Na maioria dos casos, a recuperação do olfato ocorre nas duas primeiras semanas. No entanto, ainda não é possível identificar quando há uma recuperação em casos persistentes. "Ainda não existem estudos conclusivos sobre o tempo de recuperação dos que permanecem com alterações de olfato a longo prazo", diz ele.

Chaddad ainda alerta que, se paciente passe por uma reinfecção, é capaz que o problema volte a ocorrer. Mesmo com a vacina, essencial para o combate ao quadro mais grave da doença, a perda do olfato não está descartada como parte dos sintomas.

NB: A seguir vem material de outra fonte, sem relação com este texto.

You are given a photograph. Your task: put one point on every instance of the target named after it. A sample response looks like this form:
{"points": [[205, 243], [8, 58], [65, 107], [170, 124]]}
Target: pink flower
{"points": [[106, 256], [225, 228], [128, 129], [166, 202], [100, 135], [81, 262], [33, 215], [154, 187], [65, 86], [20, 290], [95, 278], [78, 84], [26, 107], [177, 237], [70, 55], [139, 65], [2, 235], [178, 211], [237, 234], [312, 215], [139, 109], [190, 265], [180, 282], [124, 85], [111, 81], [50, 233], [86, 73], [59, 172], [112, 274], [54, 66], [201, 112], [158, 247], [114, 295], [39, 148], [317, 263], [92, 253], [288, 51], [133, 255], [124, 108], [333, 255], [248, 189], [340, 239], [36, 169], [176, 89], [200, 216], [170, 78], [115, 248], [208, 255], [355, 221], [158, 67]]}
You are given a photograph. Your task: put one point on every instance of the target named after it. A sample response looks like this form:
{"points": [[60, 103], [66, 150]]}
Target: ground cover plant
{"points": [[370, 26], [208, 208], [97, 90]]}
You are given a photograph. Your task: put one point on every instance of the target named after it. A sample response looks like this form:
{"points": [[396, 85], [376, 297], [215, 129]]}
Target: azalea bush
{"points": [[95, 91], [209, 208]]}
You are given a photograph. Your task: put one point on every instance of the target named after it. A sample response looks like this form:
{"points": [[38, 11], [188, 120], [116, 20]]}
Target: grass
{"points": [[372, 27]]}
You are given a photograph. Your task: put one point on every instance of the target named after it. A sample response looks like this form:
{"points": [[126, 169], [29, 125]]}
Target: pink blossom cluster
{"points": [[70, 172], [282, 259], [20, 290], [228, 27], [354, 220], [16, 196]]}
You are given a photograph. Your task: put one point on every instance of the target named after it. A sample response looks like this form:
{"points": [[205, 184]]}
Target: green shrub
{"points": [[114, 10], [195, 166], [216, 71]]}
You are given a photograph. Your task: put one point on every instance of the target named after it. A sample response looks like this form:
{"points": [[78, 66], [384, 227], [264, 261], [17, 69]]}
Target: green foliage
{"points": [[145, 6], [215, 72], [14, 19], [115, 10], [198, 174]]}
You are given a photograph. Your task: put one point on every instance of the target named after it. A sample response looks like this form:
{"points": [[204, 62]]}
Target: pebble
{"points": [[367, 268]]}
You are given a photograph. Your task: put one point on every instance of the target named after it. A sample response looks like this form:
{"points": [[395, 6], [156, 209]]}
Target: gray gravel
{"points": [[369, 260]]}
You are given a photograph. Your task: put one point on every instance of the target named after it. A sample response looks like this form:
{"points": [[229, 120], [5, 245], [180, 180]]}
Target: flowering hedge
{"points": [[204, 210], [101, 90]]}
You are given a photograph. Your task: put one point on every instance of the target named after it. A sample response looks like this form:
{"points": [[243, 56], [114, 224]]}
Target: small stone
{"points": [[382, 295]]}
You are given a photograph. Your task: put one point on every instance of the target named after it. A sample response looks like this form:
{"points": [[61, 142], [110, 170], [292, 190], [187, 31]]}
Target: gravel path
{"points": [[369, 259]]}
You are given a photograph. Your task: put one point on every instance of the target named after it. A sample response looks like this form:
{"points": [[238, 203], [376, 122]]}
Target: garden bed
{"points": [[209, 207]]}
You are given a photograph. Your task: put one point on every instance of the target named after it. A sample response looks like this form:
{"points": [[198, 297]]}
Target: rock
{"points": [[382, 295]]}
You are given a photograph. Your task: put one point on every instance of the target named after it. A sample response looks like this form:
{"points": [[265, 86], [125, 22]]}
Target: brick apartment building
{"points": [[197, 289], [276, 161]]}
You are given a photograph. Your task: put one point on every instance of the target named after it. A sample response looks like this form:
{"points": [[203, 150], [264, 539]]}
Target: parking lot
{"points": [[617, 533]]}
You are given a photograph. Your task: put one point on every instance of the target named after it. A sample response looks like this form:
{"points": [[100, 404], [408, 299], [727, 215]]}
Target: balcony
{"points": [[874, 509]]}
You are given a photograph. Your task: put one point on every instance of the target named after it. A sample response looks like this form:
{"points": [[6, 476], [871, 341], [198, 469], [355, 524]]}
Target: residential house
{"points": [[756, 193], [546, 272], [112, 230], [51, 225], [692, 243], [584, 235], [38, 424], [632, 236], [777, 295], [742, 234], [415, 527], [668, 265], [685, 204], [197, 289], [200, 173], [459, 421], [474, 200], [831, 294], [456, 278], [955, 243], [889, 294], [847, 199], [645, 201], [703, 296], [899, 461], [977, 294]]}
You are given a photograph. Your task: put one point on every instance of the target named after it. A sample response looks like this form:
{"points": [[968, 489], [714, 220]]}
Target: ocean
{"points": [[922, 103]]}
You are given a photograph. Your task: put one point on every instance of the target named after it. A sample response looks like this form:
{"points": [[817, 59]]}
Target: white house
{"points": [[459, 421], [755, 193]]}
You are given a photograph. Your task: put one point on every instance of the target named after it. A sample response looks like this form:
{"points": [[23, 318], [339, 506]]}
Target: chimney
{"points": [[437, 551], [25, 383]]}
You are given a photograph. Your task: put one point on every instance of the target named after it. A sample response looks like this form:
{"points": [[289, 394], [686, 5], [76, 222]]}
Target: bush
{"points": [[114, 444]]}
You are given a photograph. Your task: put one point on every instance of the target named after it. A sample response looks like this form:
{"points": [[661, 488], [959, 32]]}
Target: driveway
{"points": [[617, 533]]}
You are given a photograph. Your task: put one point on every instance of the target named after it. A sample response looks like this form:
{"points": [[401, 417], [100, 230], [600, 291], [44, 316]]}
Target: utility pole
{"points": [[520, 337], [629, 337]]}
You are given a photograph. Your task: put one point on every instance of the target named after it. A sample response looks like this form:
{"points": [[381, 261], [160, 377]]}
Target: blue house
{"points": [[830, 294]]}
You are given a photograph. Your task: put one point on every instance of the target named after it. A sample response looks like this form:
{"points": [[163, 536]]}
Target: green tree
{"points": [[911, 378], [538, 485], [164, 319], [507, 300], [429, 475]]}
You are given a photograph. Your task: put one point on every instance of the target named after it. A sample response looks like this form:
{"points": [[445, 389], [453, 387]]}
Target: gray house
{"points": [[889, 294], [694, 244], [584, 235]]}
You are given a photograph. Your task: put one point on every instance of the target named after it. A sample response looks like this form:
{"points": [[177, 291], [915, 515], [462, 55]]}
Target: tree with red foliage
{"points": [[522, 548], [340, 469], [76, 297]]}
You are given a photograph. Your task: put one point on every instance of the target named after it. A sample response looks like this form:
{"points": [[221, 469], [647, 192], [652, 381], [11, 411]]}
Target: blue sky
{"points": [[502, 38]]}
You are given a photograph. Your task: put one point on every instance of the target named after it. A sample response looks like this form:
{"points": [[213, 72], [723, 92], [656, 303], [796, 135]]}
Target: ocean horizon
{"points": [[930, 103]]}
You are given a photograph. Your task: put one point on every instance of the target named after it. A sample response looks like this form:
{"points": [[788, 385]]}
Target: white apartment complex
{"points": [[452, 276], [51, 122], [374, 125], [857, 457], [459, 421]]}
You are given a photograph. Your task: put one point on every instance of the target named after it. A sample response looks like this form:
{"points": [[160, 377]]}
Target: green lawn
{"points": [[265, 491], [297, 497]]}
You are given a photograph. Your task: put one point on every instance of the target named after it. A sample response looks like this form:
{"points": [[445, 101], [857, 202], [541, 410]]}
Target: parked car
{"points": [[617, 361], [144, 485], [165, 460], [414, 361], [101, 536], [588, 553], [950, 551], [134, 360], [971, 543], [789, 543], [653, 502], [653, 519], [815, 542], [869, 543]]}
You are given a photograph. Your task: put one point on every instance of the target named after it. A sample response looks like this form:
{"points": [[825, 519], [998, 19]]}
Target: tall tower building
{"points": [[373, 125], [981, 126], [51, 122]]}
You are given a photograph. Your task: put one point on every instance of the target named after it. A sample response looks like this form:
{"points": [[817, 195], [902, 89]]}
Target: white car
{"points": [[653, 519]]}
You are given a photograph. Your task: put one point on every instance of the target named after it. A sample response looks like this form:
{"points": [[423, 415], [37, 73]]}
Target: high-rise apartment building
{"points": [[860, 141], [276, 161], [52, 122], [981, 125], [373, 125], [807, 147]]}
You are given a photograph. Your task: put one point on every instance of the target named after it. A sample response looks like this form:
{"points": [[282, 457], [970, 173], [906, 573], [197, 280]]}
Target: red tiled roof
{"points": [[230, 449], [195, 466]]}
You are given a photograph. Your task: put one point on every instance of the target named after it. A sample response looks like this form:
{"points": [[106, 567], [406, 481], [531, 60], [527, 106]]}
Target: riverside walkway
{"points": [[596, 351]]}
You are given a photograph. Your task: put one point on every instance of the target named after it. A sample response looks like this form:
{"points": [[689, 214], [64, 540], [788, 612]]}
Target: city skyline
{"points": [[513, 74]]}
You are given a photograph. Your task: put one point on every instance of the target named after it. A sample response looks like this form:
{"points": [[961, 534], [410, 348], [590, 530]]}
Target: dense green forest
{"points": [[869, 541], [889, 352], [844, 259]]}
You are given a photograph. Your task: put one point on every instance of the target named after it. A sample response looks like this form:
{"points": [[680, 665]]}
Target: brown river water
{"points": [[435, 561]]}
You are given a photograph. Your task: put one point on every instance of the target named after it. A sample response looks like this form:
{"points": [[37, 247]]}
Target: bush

"A função primordial da vacina é prevenir as manifestações graves da doença. Assim, o objetivo é instigar no nosso organismo uma resposta eficiente a esses antígenos. É como uma 'memória imunológica' que vai estimular a produção de anticorpos quando nosso sistema imunológico for atacado por agentes infectantes. A vacina previne a infecção e os casos graves, mas isso não se aplica à ocorrência de um ou outro sintoma, especialmente porque cada organismo produz uma resposta imunológica diferente à vacina e também reage de maneira distinta ao contato direto com o vírus."

Para aqueles que ainda estão enfrentando as sequelas da covid-19, Chaddad aconselha que os pacientes busquem uma orientação médica individual.

"Até o momento, não foram identificadas evidências científicas para tratamentos eficazes esses distúrbios. A recuperação do olfato ou paladar esperada se dá nas duas primeiras semanas após a resolução da doença, então a recomendação é de que se aguarde o tempo de resolução. Para os quadros persistentes é necessária uma avaliação individual, para entender o grau de comprometimento causado pela doença e as medidas terapêuticas adequadas caso a caso", finaliza.